Los ataques de alergia empezaron pocos días después. La sequía que les asolaba tardaría varios años en alcanzar la cúspide, pero Gavving sentía el desastre una vez más. Ciega agonía como cuchillos clavados en sus ojos, la nariz derritiéndosele, opresión en el pecho. Por el tenue, y seco aire, le había dicho el Científico. Algunos podían tolerarlo, otros no. Le habían dicho que Gold había sacado al árbol de su órbita; el árbol se movía más cerca de Voy, demasiado bajo dentro de la zona media del Anillo de Humo. A Gavving le dijeron que fuese a dormir sobre la boca del árbol, por donde corrían los riachuelos. Aquello fue antes de que los riachuelos empezasen a menguar drásticamente.

El viento también era más fuerte. Soplaba directamente hacia la boca del árbol. La Mata de Quinn extendió grandes velas verdes hacia el viento, para poder atrapar cualquier cosa que el viento arrastrase. Agua, polvo o lodo, insectos o criaturas más grandes, todo era filtrado por el fino follaje o enredado en los arbustos. Las ramas espinosas emigraron lentamente, hacia el oeste de la rama, hasta que de forma gradual fueron tragadas por el gran pozo cónico. Incluso las viejas chozas emigraron hacia la boca del árbol para ser amasadas y tragadas, y tenían que construir otras nuevas cada pocos años.

Todo se dirigía hacia la boca del árbol. Las corrientes que atravesaban la parte inferior del tronco habían encontrado una dársena artificial, y el agua que llegaba a la boca del árbol, agua para cocinar, o lavarse, o desechos humanos, era «para alimentar el árbol».

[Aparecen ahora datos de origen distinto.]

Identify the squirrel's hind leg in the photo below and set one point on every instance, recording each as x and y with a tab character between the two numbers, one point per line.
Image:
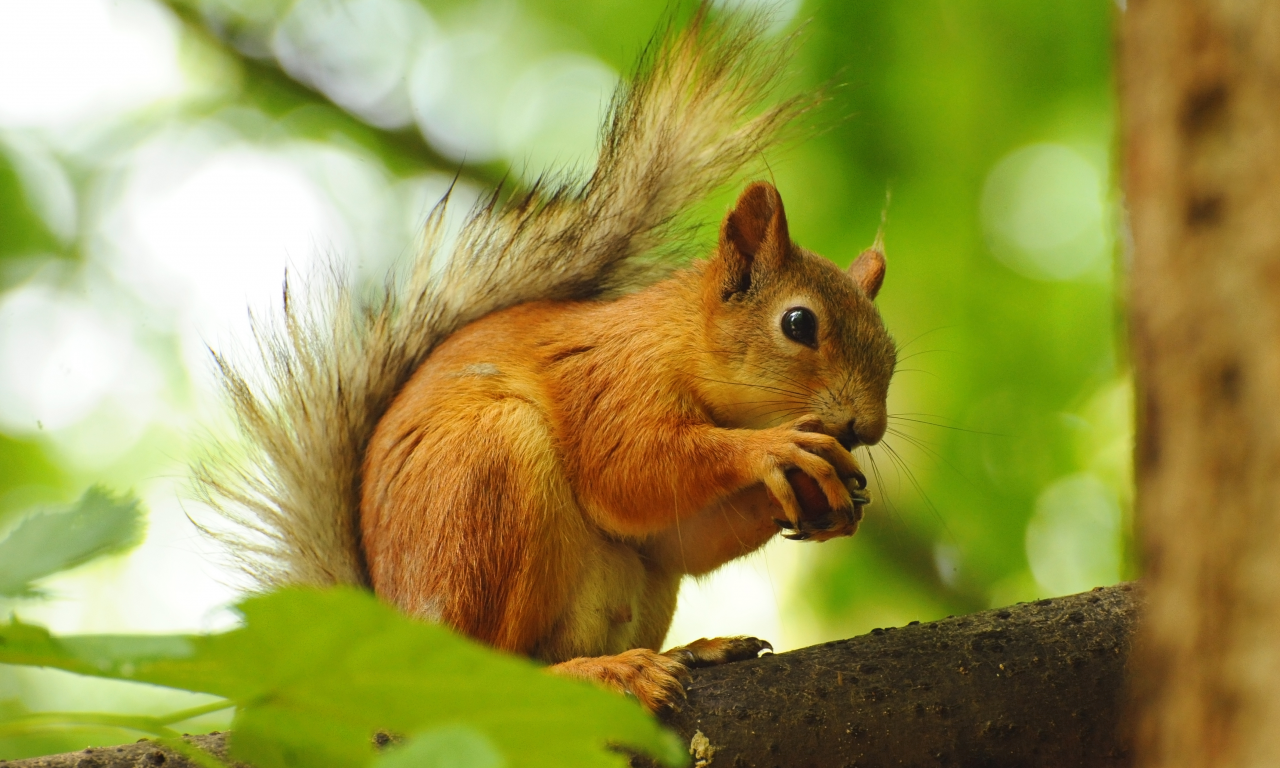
658	680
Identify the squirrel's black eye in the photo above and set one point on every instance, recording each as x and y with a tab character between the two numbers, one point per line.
800	325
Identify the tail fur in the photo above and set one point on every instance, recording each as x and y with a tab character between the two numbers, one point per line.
288	480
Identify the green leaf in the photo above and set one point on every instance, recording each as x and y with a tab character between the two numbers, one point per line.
315	675
45	543
448	746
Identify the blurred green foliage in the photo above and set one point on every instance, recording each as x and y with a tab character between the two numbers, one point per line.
312	676
46	542
1013	387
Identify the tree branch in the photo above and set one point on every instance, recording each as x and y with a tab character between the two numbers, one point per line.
1038	684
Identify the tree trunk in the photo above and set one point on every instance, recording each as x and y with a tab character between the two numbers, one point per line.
1038	684
1201	100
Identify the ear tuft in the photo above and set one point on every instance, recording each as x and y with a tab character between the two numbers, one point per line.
753	236
868	269
757	219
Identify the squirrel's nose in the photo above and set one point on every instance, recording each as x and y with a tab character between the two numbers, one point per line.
865	433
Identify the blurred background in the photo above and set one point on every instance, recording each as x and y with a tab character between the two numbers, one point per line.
161	163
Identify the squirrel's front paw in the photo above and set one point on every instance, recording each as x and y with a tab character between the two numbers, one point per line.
656	680
805	472
819	521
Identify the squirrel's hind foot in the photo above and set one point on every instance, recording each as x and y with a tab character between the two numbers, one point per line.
718	650
657	680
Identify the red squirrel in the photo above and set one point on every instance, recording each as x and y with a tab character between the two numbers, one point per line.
536	443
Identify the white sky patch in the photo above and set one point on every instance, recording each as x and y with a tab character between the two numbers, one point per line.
73	60
356	51
741	598
202	233
1043	211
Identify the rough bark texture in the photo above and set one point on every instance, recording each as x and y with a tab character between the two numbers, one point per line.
1040	684
1201	103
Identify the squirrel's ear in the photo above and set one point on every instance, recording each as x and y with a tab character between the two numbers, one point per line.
754	234
868	269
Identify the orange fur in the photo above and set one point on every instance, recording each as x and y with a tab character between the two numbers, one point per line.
553	470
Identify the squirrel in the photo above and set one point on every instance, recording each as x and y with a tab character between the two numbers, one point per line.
542	428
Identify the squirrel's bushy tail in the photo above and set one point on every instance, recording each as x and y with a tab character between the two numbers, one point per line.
289	480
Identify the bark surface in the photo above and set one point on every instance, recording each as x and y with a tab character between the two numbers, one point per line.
1201	103
1038	684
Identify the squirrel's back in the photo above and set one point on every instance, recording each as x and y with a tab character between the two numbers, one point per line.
289	479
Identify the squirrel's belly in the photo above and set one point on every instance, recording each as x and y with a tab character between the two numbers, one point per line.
618	604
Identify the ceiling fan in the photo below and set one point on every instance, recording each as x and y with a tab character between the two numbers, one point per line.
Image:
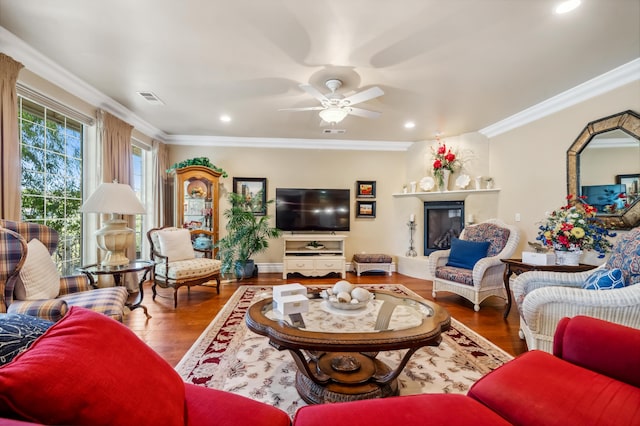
334	106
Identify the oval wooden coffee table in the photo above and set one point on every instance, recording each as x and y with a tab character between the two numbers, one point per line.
335	350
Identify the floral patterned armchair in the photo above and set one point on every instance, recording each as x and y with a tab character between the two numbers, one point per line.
486	277
72	291
543	298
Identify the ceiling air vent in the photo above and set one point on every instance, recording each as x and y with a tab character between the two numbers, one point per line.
151	98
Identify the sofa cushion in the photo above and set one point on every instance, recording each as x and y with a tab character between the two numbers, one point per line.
604	279
538	388
465	254
212	407
39	277
176	244
89	369
496	235
17	333
426	409
626	256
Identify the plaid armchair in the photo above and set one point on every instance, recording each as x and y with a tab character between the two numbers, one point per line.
486	277
74	290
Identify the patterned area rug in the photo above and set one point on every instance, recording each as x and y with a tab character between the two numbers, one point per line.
230	357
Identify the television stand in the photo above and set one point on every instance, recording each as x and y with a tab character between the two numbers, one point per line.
302	257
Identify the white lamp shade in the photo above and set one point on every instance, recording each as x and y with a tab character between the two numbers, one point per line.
113	198
334	114
114	237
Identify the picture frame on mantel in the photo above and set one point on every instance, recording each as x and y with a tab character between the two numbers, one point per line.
252	187
365	209
366	189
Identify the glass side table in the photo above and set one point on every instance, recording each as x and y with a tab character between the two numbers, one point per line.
117	272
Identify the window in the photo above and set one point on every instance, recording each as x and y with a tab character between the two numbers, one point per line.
51	147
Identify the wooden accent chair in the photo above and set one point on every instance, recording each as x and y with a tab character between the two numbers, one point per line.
60	293
485	277
176	262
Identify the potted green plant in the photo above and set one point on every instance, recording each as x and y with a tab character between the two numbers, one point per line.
247	234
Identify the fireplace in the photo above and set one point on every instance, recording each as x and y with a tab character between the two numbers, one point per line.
443	220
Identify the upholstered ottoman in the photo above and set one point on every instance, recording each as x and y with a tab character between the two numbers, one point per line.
371	262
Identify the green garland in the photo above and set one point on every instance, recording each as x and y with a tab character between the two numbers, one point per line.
198	161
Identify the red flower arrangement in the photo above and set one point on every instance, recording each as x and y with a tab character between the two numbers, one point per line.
443	159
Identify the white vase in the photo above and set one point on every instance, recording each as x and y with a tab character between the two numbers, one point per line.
444	185
568	258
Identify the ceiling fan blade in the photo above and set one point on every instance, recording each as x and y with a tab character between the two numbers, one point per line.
364	113
363	96
314	92
302	109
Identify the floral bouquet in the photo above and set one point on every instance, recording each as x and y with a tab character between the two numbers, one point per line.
443	159
575	227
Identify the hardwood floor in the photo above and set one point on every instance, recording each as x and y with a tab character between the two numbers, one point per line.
171	332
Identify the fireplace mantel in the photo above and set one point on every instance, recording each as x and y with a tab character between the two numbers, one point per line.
445	195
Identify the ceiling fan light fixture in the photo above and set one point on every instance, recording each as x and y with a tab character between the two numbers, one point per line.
334	114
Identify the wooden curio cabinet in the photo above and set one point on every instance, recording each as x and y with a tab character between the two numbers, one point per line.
197	199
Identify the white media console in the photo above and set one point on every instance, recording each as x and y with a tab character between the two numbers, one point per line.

El colchón de Martal, hecho de ramas espinosas, había sido bajado unos cuantos metros. Su séquito se había retirado al borde, para unirse al Alfin, guardián de la boca del árbol.

Los niños sabían como cuidar del árbol. Cuando Gavving era más joven, parte de sus tareas incluían recoger y arrastrar tierra y estiércol y basura para tirarlo por la boca del árbol, remover las rocas que podrían usarse en otra parte, encontrar y matar insectos nocivos. No le gustaba mucho —a Alfin le aterrorizaba trabajar abajo— pero recordaba que algunos de los insectos eran comestibles. También crecían cultivos terrestres, tabaco y maíz y tomates; tenían que hacer la recolección antes de que el árbol se los tragase.

En aquellos días oscuros, que pasara una presa era bastante raro. Hasta los insectos estaban muñéndose. No quedaba comida para la tribu, sólo basura para alimentar a los insectos o al árbol. Las cosechas estaban a punto de morir. La rama estaba medio desnuda, y no tenía follaje nuevo.